I was also heavily involved in producing our underlying reasoning framework, in particular our monadic Hoare calculus.

A substantial fraction of the code in seL4, and its associated proof of correctness, is generated from a DSL by a tool I developed during the project. This code involves the low-level manipulation of packed structures (or bitfields). A description of this work has been published, and the tool itself is publically available

Since the information-flow proof for seL4 showed that storage channels could be provable eliminated in a kernel such as seL4, my Ph.D. work was on tackling timing channels, which are invisible to the type of formal specification used for seL4. For more detail on this project, see here.

The figure on the right shows the effectiveness of one of our mitigation strategies, scheduled delivery, used here to mitigate the Lucky 13 attack against OpenSSL. This can be implemented without kernel modification, and achieves higher performance and better security than a constant-time implementation. For more information, see our CCS 2014 paper.

While this work began as part of my research as a student at UNSW/NICTA, it has since been continued and extended by further work by Qian Ge (at UNSW), and Nils Wistoff (at ETH). The Time Protection project at UNSW is a follow up to this effort and aims to provide robust hardware and software mechanisms to ensure the provable absence of time-based leakage mechanisms.

To support my PhD work, I developed a formalisation of the probabilistic programming logic/refinement calculus pGCL, of McIver and Morgan. This package is available under an open source license, and is now in the archive of formal proofs. For archival versions, see here.

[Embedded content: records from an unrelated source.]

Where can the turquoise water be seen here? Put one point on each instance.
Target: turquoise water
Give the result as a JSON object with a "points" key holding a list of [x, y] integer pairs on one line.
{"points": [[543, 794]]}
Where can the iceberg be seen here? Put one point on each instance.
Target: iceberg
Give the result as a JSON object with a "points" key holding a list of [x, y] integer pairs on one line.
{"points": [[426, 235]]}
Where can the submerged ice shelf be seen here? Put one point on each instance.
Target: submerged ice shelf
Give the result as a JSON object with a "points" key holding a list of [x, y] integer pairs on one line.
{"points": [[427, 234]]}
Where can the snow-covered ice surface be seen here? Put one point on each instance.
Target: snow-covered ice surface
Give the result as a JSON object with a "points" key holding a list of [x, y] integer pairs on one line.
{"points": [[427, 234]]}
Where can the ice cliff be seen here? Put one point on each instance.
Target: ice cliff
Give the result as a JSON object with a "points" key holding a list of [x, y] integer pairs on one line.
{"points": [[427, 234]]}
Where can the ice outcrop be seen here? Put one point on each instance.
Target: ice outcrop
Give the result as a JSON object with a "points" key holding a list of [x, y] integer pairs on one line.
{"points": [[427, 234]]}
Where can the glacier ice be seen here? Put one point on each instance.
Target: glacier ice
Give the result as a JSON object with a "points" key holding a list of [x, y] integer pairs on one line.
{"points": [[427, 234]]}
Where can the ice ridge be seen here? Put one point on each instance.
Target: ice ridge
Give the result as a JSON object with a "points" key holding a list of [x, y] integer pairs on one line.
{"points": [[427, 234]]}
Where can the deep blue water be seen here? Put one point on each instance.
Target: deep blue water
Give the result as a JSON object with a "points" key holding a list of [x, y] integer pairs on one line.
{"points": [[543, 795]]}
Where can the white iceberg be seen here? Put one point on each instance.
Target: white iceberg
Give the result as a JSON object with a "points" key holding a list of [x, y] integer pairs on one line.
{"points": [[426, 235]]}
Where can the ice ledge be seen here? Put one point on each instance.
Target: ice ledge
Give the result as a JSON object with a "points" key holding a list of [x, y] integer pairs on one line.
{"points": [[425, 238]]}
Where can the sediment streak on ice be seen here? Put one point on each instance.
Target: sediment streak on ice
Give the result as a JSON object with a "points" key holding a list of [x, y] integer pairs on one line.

Also as part of my PhD work, I conducted a systematic large-scale empirical study of side-channel bandwidth on seL4. The toolkit that I built up in the course of this work, in order to efficiently process and analyse large sparse channel matrices, has also now been released.

The figure on the right shows the residual channel on and Exynos4412, after using instruction-based scheduling to mitigate the cache-contention channel. For more details, see the paper, or my Ph.D. thesis, available below.

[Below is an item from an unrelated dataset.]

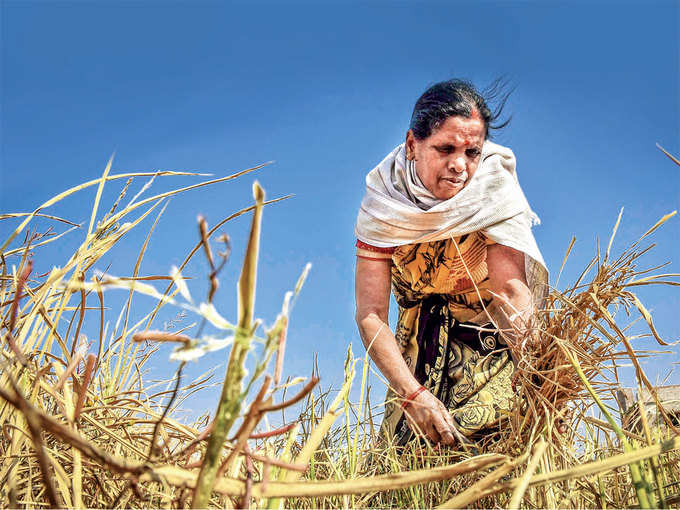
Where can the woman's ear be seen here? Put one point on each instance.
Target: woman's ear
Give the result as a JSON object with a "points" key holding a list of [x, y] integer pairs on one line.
{"points": [[410, 145]]}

This toolchain is still in use in the follow-up Time Protection project, alongside the leakiEst tool of Chothia et. al.

The Barrelfish project explored the design space for operating systems on modern hardware, specifically large-scale nonuniform multiprocessor systems and heterogeneous and non-traditional hardware such as programmable NICs. Barrelfish introduced the multikernel: a fully-partitioned per-core capability-based microkernel (called a CPU driver), with synchronisation of kernel state coordinated by a trusted user-level monitor using efficient inter-core communication.

I joined the Barrelfish team as an alumnus of the seL4 project, and my contributions include the ARMv8 port and the formal aspects of the Barrelfish/MAS extension as part of Sockeye.

While Barrelfish is no longer in active development, it is still in use as a teaching system in the Advanced Operating Systems course at ETH.

I teach Advanced Operating Systems in the spring semester, alongside Prof. Roscoe. The official course description is available here, and the spring 2022 course website is here.

AOS is a capstone course in the Systems track at ETH, which gives advanced undergraduate students the opportunity to work in self-guided teams to design, build, evaluate, and document their own operating system on real hardware on top of the Barrelfish CPU driver.

I teach Informal Methods in the autumn semester. The official course description is available here, and the autumn 2022 course website is here.

This course is aimed at students who are already good programmers, but want to be great ones. We take well-known formal techniques (such as Hoare logic) that you have likely encountered in a theoretical setting and see how to apply the most useful parts as a practical toolkit to both improve your programs and help you be confident that your code will work first time. The emphasis is on practicing skills such as identifying a loop invariant until they're second nature, and to really master a set of skills that'll remain useful even if you never apply the full weight of formal verification in your work.